Hospitals and health systems are heading into significant headwinds in 2026. But, instead of an additional “must do”, health and social care data sharing is a proven path to improve care outcomes and dramatically reduce unnecessary hospitalizations, decrease the burden on overwhelmed hospital clinicians and staff, and create a more sustainable system of health care. Its value is already delivering outcomes for early adopters.
Here are four ways hospitals are already using LANES as their QHIO to improve patient care efficiency and effectiveness, affordably.

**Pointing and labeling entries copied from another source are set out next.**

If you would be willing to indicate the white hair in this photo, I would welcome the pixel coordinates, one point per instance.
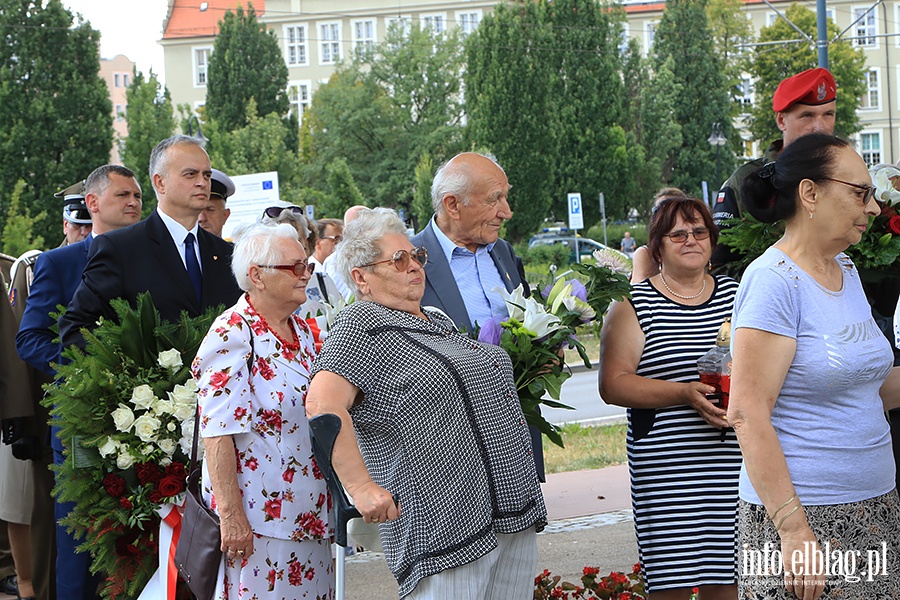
(362, 240)
(257, 246)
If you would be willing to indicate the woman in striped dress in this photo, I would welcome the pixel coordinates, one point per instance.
(683, 460)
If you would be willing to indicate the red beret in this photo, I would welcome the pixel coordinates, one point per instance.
(813, 87)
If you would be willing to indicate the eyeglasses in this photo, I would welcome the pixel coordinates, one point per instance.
(680, 237)
(273, 212)
(298, 268)
(869, 189)
(400, 259)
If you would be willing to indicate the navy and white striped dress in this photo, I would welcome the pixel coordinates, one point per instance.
(684, 476)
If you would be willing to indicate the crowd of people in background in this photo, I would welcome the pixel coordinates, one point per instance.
(434, 448)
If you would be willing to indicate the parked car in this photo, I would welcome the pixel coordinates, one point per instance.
(586, 246)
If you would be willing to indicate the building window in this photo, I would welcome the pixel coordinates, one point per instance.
(329, 43)
(650, 34)
(437, 23)
(363, 35)
(468, 21)
(871, 98)
(864, 28)
(295, 45)
(201, 64)
(870, 146)
(298, 95)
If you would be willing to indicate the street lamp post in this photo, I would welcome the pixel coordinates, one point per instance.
(199, 135)
(717, 140)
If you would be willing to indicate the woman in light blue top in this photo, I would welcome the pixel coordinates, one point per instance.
(812, 375)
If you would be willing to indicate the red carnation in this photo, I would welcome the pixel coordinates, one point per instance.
(171, 486)
(148, 473)
(893, 225)
(114, 485)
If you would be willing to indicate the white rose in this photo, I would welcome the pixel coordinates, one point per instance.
(145, 427)
(170, 359)
(109, 447)
(183, 412)
(183, 394)
(142, 396)
(124, 460)
(167, 446)
(123, 418)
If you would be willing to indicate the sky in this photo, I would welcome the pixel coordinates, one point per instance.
(129, 27)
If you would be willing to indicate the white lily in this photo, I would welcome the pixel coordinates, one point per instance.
(537, 320)
(515, 301)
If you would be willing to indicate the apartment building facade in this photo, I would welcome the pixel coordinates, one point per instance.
(316, 34)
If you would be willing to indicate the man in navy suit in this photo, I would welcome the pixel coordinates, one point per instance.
(113, 198)
(184, 267)
(466, 257)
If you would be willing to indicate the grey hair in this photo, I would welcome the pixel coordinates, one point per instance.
(257, 247)
(98, 180)
(159, 157)
(362, 240)
(455, 180)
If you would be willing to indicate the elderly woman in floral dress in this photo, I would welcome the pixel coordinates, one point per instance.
(259, 474)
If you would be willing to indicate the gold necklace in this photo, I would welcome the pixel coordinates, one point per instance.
(676, 294)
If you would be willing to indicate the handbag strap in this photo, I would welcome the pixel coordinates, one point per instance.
(251, 358)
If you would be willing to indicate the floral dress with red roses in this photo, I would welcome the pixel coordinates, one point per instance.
(285, 497)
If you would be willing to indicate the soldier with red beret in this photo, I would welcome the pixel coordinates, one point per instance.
(803, 104)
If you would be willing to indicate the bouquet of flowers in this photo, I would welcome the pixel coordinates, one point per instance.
(615, 586)
(542, 325)
(125, 409)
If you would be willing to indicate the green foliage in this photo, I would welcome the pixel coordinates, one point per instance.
(55, 112)
(257, 146)
(344, 192)
(775, 62)
(18, 232)
(150, 120)
(120, 533)
(421, 207)
(383, 110)
(246, 63)
(685, 37)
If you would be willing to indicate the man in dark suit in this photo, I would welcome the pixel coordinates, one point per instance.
(466, 257)
(184, 267)
(113, 201)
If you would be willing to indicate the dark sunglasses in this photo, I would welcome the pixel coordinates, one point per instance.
(298, 268)
(400, 259)
(680, 236)
(273, 212)
(868, 189)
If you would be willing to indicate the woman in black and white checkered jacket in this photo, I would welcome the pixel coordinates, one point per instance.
(439, 427)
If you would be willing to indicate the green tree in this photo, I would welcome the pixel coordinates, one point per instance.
(773, 63)
(685, 37)
(18, 232)
(509, 108)
(421, 207)
(246, 63)
(55, 112)
(383, 110)
(150, 119)
(258, 146)
(732, 33)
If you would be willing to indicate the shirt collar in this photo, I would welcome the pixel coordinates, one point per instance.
(448, 245)
(176, 229)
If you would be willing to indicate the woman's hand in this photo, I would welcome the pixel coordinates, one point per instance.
(375, 503)
(695, 394)
(805, 580)
(237, 537)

1. Coordinate Post-Discharge Care Seamlessly. Transitions of care are one of the most vulnerable points in a patient’s journey. LANES ensures hospitals, primary care providers, behavioral health agencies, and community-based organizations all have access to the same real-time patient information. For example, Alta-Prospect Health System, a network of six Los Angeles County hospitals, used LANES to streamline referrals to community based organization (CBO) Partners In Care Foundation, ensuring patients received services like food support or transportation assistance more quickly. This helped prevent avoidable complications and unnecessary hospital returns.
2. Improve Operational Efficiency and Reduce Administrative Burden. Without centralized data, care teams spend significant time tracking down records, duplicating documentation, or manually coordinating referrals. LANES consolidates patient information into a single source of truth, improving intake workflows and freeing up staff time. When this information is available when and where it’s needed, providers and staff are able to spend less time on paperwork and phone calls, and more time on direct patient care.

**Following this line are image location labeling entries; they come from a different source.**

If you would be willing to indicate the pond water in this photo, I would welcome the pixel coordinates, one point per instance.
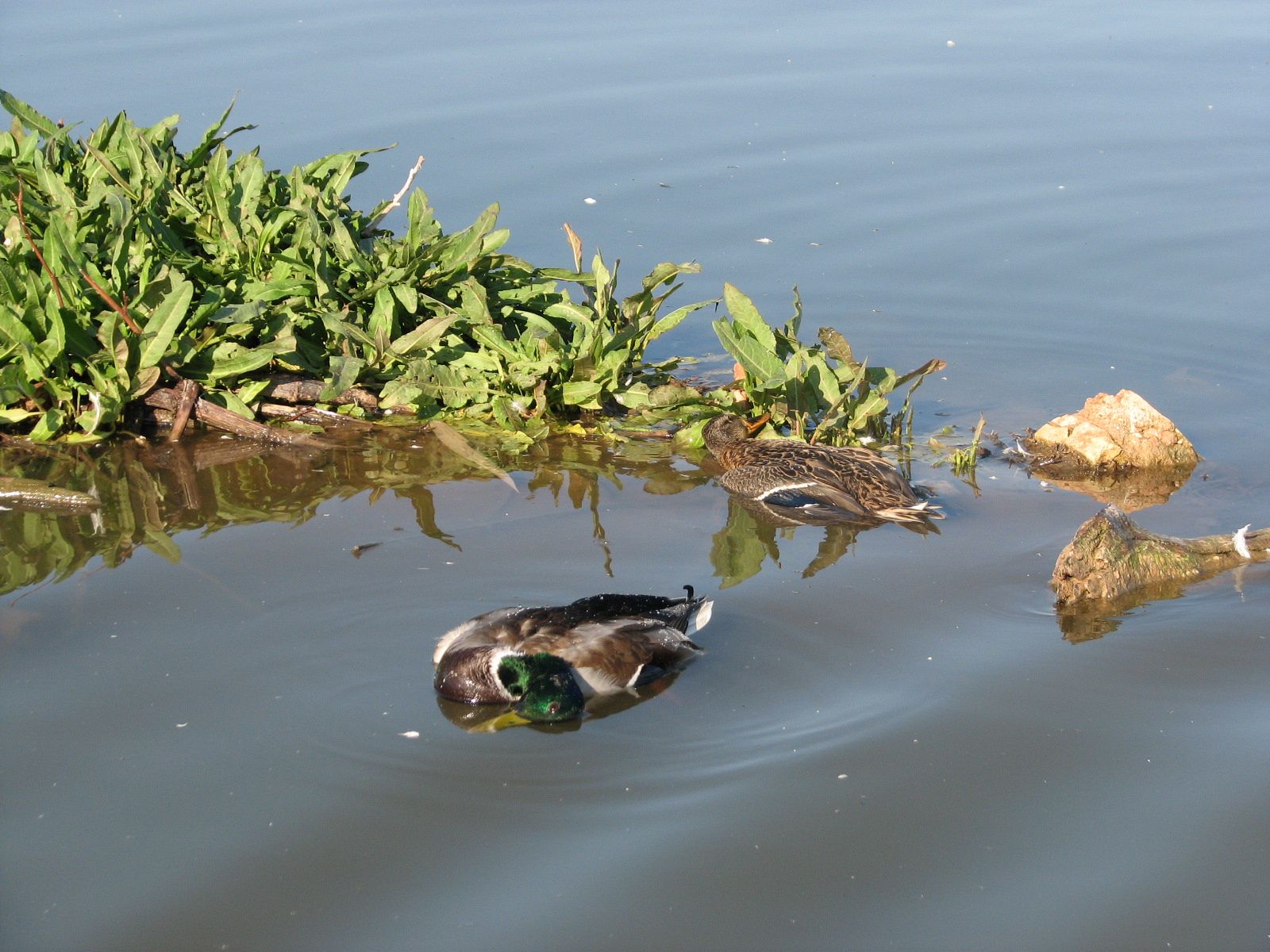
(220, 730)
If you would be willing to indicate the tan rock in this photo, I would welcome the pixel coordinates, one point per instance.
(1113, 433)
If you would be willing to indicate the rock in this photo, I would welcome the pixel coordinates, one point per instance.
(1121, 432)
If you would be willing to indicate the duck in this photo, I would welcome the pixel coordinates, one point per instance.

3. Reduce Readmissions and Lower Total Cost of Care. When clinicians have real-time visibility into a patient’s medical and social history, they can make more informed care decisions, and intervene earlier. For instance, Alta-Prospect Health System’s ECM-eligible patients experienced a 68% reduction in inpatient utilization after implementing LANES-supported workflows—even as enrollment increased. This reflects improved continuity of care and fewer avoidable hospitalizations.

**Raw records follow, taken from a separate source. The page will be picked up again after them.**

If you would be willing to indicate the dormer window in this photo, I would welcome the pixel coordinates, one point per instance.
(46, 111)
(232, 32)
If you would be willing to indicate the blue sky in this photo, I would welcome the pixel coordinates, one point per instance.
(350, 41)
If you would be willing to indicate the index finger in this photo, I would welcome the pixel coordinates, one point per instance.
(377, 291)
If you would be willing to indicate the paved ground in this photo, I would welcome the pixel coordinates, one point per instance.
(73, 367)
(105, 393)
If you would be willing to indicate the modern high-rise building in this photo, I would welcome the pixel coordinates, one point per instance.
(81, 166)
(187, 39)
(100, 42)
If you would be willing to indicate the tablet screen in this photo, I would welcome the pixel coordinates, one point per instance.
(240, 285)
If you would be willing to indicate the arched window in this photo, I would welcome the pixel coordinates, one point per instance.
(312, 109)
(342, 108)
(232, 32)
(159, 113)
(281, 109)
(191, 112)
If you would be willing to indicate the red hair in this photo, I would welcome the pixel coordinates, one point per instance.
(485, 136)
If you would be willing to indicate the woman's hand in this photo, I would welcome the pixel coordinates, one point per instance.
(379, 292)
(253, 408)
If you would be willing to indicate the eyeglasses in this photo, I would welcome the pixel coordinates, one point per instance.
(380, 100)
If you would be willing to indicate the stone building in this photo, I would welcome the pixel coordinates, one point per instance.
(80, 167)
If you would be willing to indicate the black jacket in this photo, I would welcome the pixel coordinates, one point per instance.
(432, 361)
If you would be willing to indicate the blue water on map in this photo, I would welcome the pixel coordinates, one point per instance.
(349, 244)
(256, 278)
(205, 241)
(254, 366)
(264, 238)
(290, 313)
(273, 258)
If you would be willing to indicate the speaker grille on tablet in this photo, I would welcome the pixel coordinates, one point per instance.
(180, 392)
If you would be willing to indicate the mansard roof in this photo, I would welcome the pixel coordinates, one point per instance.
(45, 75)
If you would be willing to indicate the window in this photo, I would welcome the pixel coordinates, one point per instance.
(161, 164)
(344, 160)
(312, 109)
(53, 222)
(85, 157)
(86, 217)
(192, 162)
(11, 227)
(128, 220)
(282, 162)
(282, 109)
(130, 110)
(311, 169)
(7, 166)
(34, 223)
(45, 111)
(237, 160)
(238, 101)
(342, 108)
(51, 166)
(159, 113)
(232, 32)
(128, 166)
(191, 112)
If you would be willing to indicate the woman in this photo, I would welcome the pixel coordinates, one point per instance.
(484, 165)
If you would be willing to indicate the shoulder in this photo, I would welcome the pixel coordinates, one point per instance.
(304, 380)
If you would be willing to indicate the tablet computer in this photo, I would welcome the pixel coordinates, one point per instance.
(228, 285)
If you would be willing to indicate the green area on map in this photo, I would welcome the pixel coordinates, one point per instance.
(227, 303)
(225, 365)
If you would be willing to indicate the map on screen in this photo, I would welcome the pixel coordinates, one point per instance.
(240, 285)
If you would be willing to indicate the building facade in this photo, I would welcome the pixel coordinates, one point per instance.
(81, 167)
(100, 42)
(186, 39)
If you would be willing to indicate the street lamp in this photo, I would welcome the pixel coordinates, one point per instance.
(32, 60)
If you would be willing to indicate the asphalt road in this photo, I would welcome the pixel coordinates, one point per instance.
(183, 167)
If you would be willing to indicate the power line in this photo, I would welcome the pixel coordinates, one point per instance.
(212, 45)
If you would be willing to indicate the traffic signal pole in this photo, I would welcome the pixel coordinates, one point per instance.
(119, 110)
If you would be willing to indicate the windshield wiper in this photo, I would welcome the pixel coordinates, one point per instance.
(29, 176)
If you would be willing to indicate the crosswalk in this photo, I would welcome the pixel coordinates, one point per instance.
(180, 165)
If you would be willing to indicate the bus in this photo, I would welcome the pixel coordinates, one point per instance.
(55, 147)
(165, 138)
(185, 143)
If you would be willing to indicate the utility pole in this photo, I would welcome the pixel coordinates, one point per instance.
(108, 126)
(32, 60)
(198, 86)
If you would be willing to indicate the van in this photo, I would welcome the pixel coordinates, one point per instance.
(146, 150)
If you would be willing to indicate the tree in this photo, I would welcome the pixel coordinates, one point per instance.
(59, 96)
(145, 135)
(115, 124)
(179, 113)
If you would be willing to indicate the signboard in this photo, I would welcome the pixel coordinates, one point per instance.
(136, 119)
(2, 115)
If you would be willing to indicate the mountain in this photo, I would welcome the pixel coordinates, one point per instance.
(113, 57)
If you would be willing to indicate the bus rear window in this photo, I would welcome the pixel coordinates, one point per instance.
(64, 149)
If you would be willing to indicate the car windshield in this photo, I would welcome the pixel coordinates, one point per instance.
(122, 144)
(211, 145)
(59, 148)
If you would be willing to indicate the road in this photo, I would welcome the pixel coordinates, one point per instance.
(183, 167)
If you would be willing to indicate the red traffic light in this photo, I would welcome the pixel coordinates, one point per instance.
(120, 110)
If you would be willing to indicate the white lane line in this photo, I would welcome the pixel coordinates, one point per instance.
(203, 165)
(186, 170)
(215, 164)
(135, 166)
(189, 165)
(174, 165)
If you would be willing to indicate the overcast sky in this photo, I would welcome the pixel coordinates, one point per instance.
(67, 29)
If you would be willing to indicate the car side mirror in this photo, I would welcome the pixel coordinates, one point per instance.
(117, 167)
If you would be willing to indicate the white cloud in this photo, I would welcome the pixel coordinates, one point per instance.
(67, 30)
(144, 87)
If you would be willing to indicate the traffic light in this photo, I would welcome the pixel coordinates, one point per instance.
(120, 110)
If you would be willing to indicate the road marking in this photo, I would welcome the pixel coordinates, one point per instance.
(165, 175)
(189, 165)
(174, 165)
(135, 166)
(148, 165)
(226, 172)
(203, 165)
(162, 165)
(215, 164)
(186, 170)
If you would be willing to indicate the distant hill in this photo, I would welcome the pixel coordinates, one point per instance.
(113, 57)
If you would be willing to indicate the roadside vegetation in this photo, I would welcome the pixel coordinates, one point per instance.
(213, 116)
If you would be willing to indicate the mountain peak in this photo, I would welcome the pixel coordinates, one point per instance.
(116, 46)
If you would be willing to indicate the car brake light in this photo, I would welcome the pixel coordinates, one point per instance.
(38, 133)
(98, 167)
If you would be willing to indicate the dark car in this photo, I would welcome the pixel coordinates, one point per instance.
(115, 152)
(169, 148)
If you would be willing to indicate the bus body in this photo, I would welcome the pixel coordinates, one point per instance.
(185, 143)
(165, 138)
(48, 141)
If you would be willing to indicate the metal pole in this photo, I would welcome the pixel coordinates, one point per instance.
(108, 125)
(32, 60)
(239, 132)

4. Support Whole-Person and Population Health
LANES provides a comprehensive view of each patient, integrating physical health, behavioral health, and social care data, including access to information from over 30 behavioral health clinics and community service organizations.
Data sharing is the path for health systems to create their own tailwinds. When health systems can identify high-need and high-utilizer patients, have targeted care plans and the resources to execute them, and are able to support the root causes of poor outcomes, they have the opportunity to drive better care experiences for patients and stronger value-based performance.